Since Sunday’s Level3 outage nearly every customer or prospect we’ve spoken with has asked us what we’re doing to avoid that type of downtime or why CacheFly stood up so well against an issue that caused 3.5% of the internet to go dark.
I could tell you that our network is superior in every way from our competitors and therefore, we’re just better. But that would be disingenuous. We don’t peer with Level3 anywhere on our network. It’s not some calculated strategic move. Up until Sunday, around 10 UTC, they were considered to be one of, if not the most reliable provider of peering on the planet. We happen to have chosen other peering partners. Due to some Level3 employee’s human error, their entire system shut down, and with it, a great deal of the internet as a whole. Since we don’t peer with Level3 we had no direct impact and had a much smaller outage than any of our competitors. We saw about a .4% dip in our network availability compared to anywhere from a .7-30% from other CDNs. This was a combination of a lack of Level3 peering and the ability of our Anycast network to route traffic around outages.

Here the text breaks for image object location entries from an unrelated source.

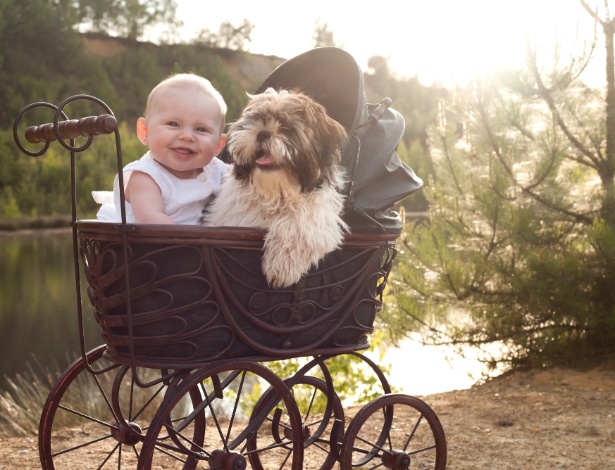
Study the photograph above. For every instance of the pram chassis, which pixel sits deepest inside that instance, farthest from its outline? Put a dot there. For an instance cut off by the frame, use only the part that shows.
(188, 377)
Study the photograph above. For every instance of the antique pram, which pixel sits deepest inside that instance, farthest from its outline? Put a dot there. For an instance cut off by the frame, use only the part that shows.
(193, 334)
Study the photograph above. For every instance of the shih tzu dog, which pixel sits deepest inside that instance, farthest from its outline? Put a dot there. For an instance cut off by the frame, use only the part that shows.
(286, 178)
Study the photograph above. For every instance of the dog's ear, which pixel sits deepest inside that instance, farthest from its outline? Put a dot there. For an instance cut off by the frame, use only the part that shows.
(241, 172)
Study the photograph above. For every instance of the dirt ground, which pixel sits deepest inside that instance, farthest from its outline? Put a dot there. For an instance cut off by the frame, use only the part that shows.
(556, 419)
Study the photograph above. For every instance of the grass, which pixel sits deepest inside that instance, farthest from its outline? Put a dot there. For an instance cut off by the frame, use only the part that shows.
(22, 402)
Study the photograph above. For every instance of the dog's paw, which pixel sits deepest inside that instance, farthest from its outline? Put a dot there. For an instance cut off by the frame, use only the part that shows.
(283, 269)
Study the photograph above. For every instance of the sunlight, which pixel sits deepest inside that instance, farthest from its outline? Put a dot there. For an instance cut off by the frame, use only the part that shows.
(440, 41)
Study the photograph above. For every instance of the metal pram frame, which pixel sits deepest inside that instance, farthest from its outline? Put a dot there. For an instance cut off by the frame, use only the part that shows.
(192, 332)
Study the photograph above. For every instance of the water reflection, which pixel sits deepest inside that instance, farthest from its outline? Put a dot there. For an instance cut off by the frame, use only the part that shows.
(38, 313)
(38, 320)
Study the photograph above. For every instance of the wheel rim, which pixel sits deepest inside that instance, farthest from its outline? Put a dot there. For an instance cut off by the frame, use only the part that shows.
(395, 431)
(227, 395)
(97, 420)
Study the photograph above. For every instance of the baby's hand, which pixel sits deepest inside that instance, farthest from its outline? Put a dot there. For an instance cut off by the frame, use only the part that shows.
(145, 199)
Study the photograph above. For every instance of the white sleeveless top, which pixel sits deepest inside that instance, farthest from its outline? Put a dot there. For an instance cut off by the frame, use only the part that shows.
(183, 199)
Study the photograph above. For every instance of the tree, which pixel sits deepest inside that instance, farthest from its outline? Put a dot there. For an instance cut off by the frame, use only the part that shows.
(236, 38)
(519, 250)
(129, 19)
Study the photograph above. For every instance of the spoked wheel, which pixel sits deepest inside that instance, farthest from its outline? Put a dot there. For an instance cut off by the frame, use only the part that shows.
(395, 431)
(322, 422)
(93, 421)
(228, 395)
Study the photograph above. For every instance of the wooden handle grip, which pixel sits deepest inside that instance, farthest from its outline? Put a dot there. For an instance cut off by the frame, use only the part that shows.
(73, 128)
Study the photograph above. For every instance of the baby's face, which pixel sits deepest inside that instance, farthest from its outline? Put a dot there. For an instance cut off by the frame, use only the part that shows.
(184, 130)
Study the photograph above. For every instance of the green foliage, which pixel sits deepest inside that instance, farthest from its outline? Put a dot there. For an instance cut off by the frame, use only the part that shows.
(41, 186)
(126, 18)
(515, 252)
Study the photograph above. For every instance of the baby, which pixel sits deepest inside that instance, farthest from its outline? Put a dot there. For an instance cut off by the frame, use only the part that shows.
(183, 126)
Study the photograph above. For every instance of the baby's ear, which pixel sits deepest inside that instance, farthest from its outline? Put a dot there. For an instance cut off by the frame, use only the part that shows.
(142, 130)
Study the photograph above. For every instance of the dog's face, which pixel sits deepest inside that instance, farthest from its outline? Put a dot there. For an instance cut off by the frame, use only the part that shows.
(284, 141)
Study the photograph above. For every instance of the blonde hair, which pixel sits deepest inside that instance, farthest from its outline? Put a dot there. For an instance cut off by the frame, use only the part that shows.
(187, 80)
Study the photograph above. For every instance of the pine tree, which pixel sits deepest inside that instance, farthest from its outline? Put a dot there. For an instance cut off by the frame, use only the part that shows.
(519, 250)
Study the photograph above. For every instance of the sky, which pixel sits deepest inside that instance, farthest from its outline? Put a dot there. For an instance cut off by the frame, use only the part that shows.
(439, 41)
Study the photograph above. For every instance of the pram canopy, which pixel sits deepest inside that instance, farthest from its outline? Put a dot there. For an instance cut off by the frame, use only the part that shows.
(378, 178)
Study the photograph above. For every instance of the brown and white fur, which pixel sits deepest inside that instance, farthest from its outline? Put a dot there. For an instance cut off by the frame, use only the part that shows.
(286, 178)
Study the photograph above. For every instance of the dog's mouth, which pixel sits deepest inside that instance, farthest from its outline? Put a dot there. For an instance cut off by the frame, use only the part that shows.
(265, 160)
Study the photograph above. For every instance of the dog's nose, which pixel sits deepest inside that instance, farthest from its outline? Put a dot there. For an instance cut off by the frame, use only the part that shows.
(263, 135)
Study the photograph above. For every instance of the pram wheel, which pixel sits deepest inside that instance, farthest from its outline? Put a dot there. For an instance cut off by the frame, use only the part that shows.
(227, 396)
(322, 421)
(395, 431)
(91, 420)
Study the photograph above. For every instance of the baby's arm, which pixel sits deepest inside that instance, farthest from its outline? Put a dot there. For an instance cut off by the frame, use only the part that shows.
(145, 199)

One of the marked differences between this outage and others we’ve seen was that as networks who peer with Level3 tried to bypass the problem by turning them off – the situation just got worse. As operators shut down the pipe, Level3 kept pushing requests turning 50-80% packet loss to 100% and blackholing traffic. I’m sure the atmosphere in NOCs around the globe was quite elevated as network engineers attempted to reroute traffic and activate failover to no avail. This is concerning on many levels and Level3 needs to rectify whatever caused the problem quickly in case of another error. Cloudflare does a great job of cataloging what the outage looked like for them and some of the troubleshooting here.

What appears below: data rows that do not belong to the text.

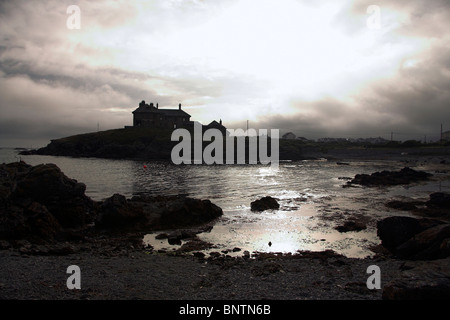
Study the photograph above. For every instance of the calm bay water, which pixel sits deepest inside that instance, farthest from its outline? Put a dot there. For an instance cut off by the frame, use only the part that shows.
(310, 193)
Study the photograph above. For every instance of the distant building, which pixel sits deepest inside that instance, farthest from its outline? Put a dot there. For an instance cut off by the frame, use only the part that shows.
(446, 135)
(288, 136)
(149, 115)
(217, 125)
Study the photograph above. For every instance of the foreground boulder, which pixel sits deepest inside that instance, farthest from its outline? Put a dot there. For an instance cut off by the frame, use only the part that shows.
(153, 213)
(415, 239)
(390, 178)
(265, 203)
(421, 281)
(39, 202)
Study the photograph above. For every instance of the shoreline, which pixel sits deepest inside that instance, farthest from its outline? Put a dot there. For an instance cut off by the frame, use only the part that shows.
(140, 275)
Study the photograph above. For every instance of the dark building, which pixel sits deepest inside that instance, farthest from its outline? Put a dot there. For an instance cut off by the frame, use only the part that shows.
(147, 115)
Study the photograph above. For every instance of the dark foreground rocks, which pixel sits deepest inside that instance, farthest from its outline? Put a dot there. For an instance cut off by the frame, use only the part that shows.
(425, 243)
(40, 204)
(421, 281)
(415, 239)
(151, 213)
(265, 203)
(390, 178)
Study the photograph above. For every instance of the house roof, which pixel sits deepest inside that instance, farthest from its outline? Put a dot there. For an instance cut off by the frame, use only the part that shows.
(165, 112)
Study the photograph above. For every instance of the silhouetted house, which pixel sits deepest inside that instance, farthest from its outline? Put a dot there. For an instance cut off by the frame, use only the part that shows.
(288, 136)
(147, 115)
(217, 125)
(446, 135)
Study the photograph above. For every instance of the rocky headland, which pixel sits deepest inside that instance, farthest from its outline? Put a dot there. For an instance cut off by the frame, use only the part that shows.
(47, 223)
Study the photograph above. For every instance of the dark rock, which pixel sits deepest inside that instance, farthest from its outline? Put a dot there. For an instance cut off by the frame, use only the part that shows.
(351, 225)
(160, 212)
(389, 178)
(115, 212)
(183, 211)
(430, 280)
(417, 239)
(393, 231)
(402, 205)
(64, 198)
(426, 245)
(195, 244)
(439, 200)
(265, 203)
(34, 222)
(174, 240)
(266, 269)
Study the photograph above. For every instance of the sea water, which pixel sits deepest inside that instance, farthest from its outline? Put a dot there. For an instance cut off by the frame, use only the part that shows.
(312, 198)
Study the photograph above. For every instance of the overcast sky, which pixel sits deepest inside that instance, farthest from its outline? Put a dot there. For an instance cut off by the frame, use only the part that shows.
(317, 68)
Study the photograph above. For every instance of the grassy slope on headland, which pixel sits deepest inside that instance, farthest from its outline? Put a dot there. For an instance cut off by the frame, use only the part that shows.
(155, 143)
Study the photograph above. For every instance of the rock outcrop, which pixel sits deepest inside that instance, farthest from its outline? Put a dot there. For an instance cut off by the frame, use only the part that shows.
(421, 281)
(390, 178)
(41, 204)
(415, 239)
(265, 203)
(151, 213)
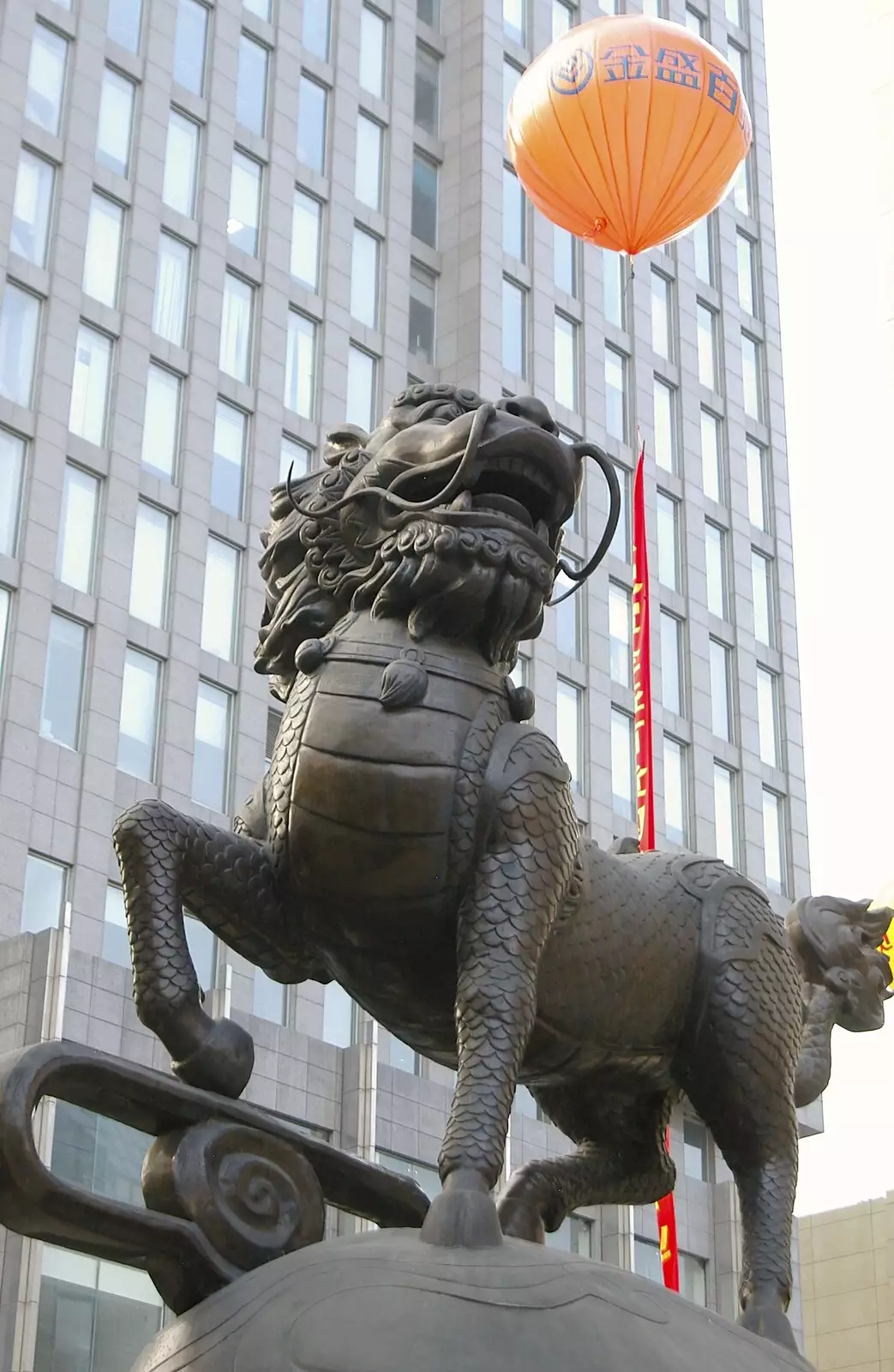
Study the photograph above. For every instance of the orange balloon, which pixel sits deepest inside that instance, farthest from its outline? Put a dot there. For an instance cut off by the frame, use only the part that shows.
(627, 130)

It’s worth noting that Anycast network’s seemed to handle the outage better than others, based on how we route our traffic. This helps to protect CacheFly and other Anycast CDNs from network failures as we don’t rely on DNS to route the traffic. Content on our network finds it’s way to the end-user even if the closest PoP to them is down. However, every single network impacted by this event had failovers in place. They just didn’t work, and there was nothing anyone outside of Level3 could do about it.
CacheFly’s CTO talks more about how the Level3 outage impacted the internet in his own blog post.
We’re all reeling from the largest internet failure in history and this is a good reminder to all of us that we can never be too prepared against unexpected outages.